Seit vier Wochen haben sich deshalb bis zu 20 Umweltschützer von "Robin Wood" auf dem Baum eingenistet. Die fast 300 Jahre alte Buche soll jedoch zu einem nicht mehr angekündigten Termin in den nächsten Tagen gefällt werden, sagte Stadtsprecher Kai Schulz. Ohne Widerstand passiert das sicherlich nicht. Nach der Fällung von bereits 170 Bäumen ist die Buche zu einem Symbol des Widerstands gegen den Brückenkoloss geworden. Ähnliche Aktionen hatte es bereits im Dezember wegen der Beseitigung einer Allee von 22 alten Eichen gegeben. Demonstranten und Besetzer wollen sich weiterhin rund um die Uhr einer Fällung der Buche widersetzen. Im Ernstfall rechne man aber erfahrungsgemäß mit einem "professionellen Verhalten" der Baumbesetzer, sagte ein Polizeisprecher. Beide Seiten wollten Gewalt vermeiden.

Der Widerstand gegen die Naturzerstörung im 2004 zum Unesco-Welterbe erklärten Dresdner Elbtal ist nur ein Teil der gegenwärtigen Versuche zur Schadensbegrenzung. Nachdem das Sächsische Oberverwaltungsgericht einen Baustopp aufgehoben hatte, begannen am 19. November die Bauarbeiten. Damit wird die bereits angedrohte Aberkennung des Welterbetitels durch die Unesco im Sommer dieses Jahres immer wahrscheinlicher, zumal erste Zerstörungen durch die Brücke bereits jetzt sichtbar sind.

Eine Kommission unter Leitung des ehemaligen Frauenkirchen-Baudirektors Eberhard Burger versucht deshalb, mit kosmetischen Detailverbesserungen an der monströsen Brücke die Unesco gnädig zu stimmen.
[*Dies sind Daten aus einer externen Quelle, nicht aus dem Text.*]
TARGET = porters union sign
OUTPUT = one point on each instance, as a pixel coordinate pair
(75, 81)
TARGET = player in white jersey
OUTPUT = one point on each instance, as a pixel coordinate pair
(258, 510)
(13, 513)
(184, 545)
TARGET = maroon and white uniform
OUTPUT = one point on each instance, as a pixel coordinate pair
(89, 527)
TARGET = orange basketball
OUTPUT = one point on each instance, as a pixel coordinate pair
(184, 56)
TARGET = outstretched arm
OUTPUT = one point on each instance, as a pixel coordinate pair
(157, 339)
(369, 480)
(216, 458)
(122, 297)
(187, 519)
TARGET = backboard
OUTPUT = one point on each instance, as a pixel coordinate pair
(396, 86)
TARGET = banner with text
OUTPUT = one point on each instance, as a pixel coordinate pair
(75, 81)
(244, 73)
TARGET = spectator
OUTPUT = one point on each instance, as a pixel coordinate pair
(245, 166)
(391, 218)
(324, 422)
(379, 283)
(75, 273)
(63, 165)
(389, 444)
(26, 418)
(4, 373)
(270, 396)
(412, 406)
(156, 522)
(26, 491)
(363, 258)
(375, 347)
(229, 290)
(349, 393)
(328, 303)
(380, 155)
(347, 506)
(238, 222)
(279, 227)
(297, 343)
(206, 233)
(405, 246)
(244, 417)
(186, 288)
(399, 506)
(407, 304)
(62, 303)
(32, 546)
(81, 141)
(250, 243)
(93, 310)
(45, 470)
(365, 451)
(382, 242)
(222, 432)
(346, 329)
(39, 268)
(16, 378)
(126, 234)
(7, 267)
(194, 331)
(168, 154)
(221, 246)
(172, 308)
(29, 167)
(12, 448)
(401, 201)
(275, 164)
Diese Aktivitäten gehen wiederum auf ein Gespräch von Ministerpräsident Georg Milbradt (CDU) mit Kulturleuten und Bürgern der Stadt im September zurück. Milbradt hatte lange einen solchen Dialog verweigert und gilt den Welterbeverteidigern nach wie vor als der oberste Brückensünder. Der neue Staatskanzleichef und frühere Regierungssprecher Michael Sagurna (CDU) erwartet aber einen Kompromiss, "weil auch die Unesco ihr Gesicht wahren muss".

Als einen solchen Kompromiss sieht eine Mehrheit der Dresdner die lange unterdrückte Tunnellösung an. 20.000 Unterschriften dafür wurden bereits gesammelt, in Kürze soll ein Bürgerbegehren starten. Wie wenig jedoch das aufsichtsführende Regierungspräsidium noch zu Korrekturen bereit ist, zeigt das Beispiel der Buche. Sie und andere Bäume könnten gerettet werden, wenn der von längst überholtem Denken bestimmte "Planungsfehler" - so der frühere Stadtplaner Michael Kaiser - korrigiert würde. Dazu genügte allerdings auch eine Reduzierung der gigantischen Brückenzufahrt von 7 auf 5 Spuren.